Frog Friday

Since Stephen Gingold is confined to a sunless Friday due to an allergy to anti-tick meds, I thought I’d post a couple of pics in absentia on his behalf. These guys are Rio Grande Leopard Frogs, and have recently taken up residence in our backyard pond. Most folks don’t realize that even in the desert, where there is water, there are usually frogs.

Published by texasflashdude

Photography and Travel, specifically adventure travel and backpacking in remote North America, give me an excuse to stay outside. If kayaks, bikes, backpacks, Jeeps, archeology, geology and wildlife can be included, all the better. Having spent my life working in the fashion and photography industries, I love the unusual, the spectacular, and the beautiful. God has given us a wonderful world in which to live, and I try to open others’ eyes to its wonders. I have shared nearly 50 years of this indescribable wonder with my wife, Jodie, and we go everywhere together. I hope you will share some of our journey with us.

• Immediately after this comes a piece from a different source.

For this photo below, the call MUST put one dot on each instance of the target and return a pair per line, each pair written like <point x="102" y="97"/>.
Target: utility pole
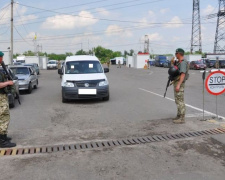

6 thoughts on “Frog Friday

  1. Good looking frogs, Bob. I’d love to have a pond and some residents in our yard. I hope that yours don’t dry out in the Texas heat leaving these froggies with nowhere to go.

  2. No worries. Our pond is man-made, and has no natural inlet. We keep it filled from our well.
    When I was a kid, our house was near a creek, and I would go to sleep at night listening to the frogs sing (with no A/C all the windows were always open). These frogs sing up a storm, and reminds me of those days.

    1. It didn’t happen this year, I am not sure why… maybe we didn’t have enough rain early on, but most years our tiny Spring Peepers would chorus at night and we could go to sleep to their music. At other times gray tree frogs offer the same. I envy you having yours on a regular and lasting basis.

  3. Such wonderful photos! Even with the water and vegetation, these look like desert frogs: a bit more gray than Steve’s, and strangely reminiscent of the landscape.

    It seems you have a little extra water these days. I read about the flooding on Alamito Creek, and the unfortunate fate of the drivers who dared (or mistook the flow of) the low-water crossings. My friends in the hill country taught me the meaning of the phrase ‘watered-in,’ and the need to stop when I found water flowing over the road. The authorities keep trying to convince Houston drivers to do the same, but someone gets caught in every flooding rain.

    1. The loss of life in Marfa on Alamito Creek was unfortunate, and probably needless. That creekbed is about 12-15 feet deep where it runs through town, and is always bone dry. That much rain in a short time causes flash flooding, and many local residents have never had to deal with fast-rising water in that creek, and especially at night.
      Unfortunately, this has been going on for a long time. In a really good book about this area, “A Homesteader’s Story…Big Bend,” by J. O. Langford, he describes his trip by mule-drawn wagon from Marathon to the Rio Grande River, to his new homestead, and how he and his family were trying to cross a rain-swollen creek after dark, and no matter how hard they whipped the mules, they would not budge. They camped beside the creek and next morning discovered that the “creek” was nearly 20 feet deep at that crossing and they would have all drowned in the flash flood were it not for the instinct of the mules…proof that we would all be better off if we listened to the wisdom of others, even mules.
      The Rio Grande River where it cuts through Big Bend National Park usually runs at a level of about 2 feet, and a flow of less than 100 cubic feet per second (cfs). Earlier this week it was at a level of over 13 feet and a flow of over 7200 cfs.

      Needless to say, the drought out here has been broken, at least temporarily, and the desert has not been so green in a couple of years.